Good code! Please see my comments.

@jrdh jrdh force-pushed the task/CDD-3154-seed-random-data branch from 50b07fa to a70c824 Compare March 6, 2026 09:18
Copy link
Copy Markdown
Contributor

@jrdh jrdh left a comment

Choose a reason for hiding this comment

The reason will be displayed to describe this comment to others. Learn more.

There may be some other things I could pick up on in here but I'm going to pause going through it because one of the ACs is unmet and is a bigger problem - specifically "The data is generated and uploaded to the s3 bucket in the target dev env, not directly inserted into the database". Instead of inserting the metric data into the database, this should be generating JSON files and placing them in the ingestion bucket for the target environment. This allows us to to test ingestion and validation, as well as avoids duplication of logic related to how metric data is added to the database. Appreciate this means a change in approach so do shout if there was a reason you went down this path instead of following the AC.

Stratum.objects.all().delete()

@classmethod
def _seed_time_series_rows(
Copy link
Copy Markdown
Contributor

Choose a reason for hiding this comment

The reason will be displayed to describe this comment to others. Learn more.

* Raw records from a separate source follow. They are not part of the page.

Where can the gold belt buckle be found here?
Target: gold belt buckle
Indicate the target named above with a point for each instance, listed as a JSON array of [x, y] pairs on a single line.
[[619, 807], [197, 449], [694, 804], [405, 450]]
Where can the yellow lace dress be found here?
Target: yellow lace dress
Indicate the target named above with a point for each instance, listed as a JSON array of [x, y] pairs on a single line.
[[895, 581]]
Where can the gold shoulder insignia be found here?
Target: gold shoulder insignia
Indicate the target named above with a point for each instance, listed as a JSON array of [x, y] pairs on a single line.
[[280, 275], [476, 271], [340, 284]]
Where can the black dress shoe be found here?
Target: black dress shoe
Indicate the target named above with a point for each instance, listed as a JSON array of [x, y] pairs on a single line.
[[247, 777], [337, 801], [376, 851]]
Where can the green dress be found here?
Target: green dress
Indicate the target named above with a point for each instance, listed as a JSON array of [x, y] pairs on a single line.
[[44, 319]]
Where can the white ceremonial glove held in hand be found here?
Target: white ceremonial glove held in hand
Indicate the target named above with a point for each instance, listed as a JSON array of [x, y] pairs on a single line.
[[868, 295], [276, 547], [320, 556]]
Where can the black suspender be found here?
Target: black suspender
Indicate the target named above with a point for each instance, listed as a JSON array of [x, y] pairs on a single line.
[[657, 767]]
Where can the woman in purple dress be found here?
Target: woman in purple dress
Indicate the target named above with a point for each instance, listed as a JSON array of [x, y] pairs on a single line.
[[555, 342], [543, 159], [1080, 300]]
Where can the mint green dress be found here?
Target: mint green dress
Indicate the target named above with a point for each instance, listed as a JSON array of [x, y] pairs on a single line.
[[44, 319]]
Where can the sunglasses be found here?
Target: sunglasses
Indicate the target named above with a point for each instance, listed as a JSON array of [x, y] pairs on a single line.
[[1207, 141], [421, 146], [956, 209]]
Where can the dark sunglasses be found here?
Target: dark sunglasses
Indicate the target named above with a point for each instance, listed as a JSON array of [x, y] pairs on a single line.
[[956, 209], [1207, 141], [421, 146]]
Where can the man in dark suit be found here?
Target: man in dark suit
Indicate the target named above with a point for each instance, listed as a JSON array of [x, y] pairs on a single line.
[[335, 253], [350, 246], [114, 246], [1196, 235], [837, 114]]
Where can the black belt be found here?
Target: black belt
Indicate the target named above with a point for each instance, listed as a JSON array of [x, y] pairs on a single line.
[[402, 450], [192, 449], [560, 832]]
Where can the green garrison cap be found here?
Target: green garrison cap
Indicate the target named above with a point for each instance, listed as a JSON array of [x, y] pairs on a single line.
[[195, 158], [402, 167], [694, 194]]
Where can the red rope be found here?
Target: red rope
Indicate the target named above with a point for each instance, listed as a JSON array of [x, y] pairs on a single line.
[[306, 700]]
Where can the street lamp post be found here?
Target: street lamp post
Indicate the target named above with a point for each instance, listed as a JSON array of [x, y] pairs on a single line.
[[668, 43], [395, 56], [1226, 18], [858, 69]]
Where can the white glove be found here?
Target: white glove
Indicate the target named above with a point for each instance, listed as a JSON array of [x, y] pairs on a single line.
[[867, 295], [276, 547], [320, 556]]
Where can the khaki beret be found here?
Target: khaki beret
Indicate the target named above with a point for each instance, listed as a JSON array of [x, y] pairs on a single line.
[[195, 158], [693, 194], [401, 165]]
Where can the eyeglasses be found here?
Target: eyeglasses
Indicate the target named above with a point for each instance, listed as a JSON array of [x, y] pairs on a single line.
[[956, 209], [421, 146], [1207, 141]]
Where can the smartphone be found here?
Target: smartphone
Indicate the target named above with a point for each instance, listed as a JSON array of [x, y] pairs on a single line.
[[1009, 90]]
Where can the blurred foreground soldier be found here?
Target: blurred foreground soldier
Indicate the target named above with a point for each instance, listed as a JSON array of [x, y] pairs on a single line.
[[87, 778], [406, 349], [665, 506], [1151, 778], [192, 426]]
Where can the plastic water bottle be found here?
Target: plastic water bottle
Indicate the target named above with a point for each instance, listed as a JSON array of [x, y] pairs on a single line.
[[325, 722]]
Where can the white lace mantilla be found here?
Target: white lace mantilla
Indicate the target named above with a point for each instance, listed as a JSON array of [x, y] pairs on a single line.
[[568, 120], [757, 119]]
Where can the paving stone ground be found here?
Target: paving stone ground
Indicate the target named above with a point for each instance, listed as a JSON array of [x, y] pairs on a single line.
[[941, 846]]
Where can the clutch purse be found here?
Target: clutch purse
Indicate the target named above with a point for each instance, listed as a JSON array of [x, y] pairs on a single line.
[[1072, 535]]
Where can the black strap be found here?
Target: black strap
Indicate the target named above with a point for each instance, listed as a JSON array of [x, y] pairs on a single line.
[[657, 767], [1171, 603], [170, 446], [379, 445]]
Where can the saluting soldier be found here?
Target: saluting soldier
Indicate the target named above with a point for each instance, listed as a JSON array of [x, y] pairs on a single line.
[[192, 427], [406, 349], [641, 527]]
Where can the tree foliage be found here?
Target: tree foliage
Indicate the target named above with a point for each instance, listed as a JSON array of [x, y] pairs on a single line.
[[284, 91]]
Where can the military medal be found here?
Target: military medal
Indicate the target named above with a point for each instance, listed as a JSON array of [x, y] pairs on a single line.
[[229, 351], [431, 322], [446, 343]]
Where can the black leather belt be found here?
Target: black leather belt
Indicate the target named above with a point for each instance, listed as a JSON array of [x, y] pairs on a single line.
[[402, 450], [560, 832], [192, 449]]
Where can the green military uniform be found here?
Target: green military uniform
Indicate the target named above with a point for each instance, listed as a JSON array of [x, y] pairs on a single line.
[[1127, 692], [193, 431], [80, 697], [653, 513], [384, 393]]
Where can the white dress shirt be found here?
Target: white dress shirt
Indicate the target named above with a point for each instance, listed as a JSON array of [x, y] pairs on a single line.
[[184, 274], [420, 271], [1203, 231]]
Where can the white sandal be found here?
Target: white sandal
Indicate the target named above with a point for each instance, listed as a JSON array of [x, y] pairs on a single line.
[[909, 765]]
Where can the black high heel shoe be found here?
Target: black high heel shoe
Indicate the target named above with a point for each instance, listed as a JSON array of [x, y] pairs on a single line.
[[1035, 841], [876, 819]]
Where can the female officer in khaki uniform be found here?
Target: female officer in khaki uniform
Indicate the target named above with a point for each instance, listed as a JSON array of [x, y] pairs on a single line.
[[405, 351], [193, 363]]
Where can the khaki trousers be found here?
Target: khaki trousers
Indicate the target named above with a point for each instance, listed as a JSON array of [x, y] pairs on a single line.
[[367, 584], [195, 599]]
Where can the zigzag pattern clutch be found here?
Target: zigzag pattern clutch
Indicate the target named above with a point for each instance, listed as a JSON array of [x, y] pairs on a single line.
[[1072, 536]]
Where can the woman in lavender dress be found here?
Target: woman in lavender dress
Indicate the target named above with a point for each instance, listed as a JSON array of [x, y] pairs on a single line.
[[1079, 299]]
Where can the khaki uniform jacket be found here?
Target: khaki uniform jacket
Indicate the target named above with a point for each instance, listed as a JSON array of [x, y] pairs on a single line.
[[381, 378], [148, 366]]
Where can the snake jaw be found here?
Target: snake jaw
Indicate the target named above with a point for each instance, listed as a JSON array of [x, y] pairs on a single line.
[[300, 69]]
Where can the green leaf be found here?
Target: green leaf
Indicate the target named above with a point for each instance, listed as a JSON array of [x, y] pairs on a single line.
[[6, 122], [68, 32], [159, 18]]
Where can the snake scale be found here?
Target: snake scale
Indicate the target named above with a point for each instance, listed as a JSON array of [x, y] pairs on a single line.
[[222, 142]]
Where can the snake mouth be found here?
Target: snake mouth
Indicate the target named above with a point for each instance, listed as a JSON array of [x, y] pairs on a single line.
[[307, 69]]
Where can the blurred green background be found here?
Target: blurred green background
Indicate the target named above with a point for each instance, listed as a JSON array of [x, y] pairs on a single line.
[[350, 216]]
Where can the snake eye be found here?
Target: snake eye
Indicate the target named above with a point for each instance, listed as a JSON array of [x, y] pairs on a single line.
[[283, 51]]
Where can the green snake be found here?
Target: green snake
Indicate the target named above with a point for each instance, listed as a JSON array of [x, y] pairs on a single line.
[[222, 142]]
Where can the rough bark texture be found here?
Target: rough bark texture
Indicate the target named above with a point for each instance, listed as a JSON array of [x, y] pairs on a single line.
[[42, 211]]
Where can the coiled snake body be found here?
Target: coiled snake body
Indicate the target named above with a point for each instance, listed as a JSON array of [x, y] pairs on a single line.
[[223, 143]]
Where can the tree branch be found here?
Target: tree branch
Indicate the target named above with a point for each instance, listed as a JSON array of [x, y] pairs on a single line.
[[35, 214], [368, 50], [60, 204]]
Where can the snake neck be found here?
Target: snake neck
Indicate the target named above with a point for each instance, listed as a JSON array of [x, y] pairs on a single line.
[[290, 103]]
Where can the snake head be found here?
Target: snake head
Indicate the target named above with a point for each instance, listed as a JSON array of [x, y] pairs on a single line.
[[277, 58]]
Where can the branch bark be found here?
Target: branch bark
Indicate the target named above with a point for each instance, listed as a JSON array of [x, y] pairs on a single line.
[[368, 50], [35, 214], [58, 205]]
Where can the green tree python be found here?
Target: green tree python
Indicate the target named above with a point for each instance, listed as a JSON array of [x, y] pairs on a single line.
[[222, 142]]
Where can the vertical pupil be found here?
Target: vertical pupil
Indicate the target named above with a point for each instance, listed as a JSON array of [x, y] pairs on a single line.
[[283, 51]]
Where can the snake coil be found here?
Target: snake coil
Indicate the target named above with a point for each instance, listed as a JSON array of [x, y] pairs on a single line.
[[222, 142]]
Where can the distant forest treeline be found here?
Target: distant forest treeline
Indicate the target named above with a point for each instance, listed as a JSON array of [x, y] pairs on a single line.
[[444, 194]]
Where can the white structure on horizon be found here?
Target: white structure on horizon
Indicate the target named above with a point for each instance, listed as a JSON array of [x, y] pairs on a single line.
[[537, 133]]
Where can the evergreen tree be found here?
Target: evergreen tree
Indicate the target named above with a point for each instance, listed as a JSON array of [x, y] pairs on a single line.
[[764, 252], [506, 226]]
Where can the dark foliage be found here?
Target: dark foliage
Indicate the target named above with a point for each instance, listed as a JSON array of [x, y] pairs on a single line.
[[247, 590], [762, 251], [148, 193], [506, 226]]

Can we add a docstring please?

@jrdh jrdh force-pushed the task/CDD-3154-seed-random-data branch 2 times, most recently from 4d2477c to c99d952 Compare March 9, 2026 13:54
@abdihakim92x1
Copy link
Copy Markdown
Contributor Author

abdihakim92x1 commented Mar 10, 2026

There may be some other things I could pick up on in here but I'm going to pause going through it because one of the ACs is unmet and is a bigger problem - specifically "The data is generated and uploaded to the s3 bucket in the target dev env, not directly inserted into the database". Instead of inserting the metric data into the database, this should be generating JSON files and placing them in the ingestion bucket for the target environment. This allows us to to test ingestion and validation, as well as avoids duplication of logic related to how metric data is added to the database. Appreciate this means a change in approach so do shout if there was a reason you went down this path instead of following the AC.

Thanks, agree this AC calls for generating payloads into the ingestion S3 bucket rather than writing directly to metrics tables.
The current implementation intentionally focused on quickly unblocking realistic local/dev data setup and validating model-level seeding behavior first, which is why it writes directly to DB.
I agree this does not satisfy the ingestion-path AC as written. I propose a follow-up change to pivot this command to produce JSON files and upload to the target env ingestion bucket, so we exercise ingestion + validation end-to-end and avoid duplicating DB write logic.
If helpful, I can raise that as a separate PR to keep scope/review risk controlled.

@abdihakim92x1 abdihakim92x1 requested a review from jrdh March 10, 2026 08:59
Copy link
Copy Markdown
Contributor

@jrdh jrdh left a comment

Choose a reason for hiding this comment

The reason will be displayed to describe this comment to others. Learn more.

As well as the few comments throughout, it'd also be good to add a system test added in the same vein as the build_cms_site system tests - i.e. use the actual command with the database and confirm that we get what we expect out of it using the API / querying the database.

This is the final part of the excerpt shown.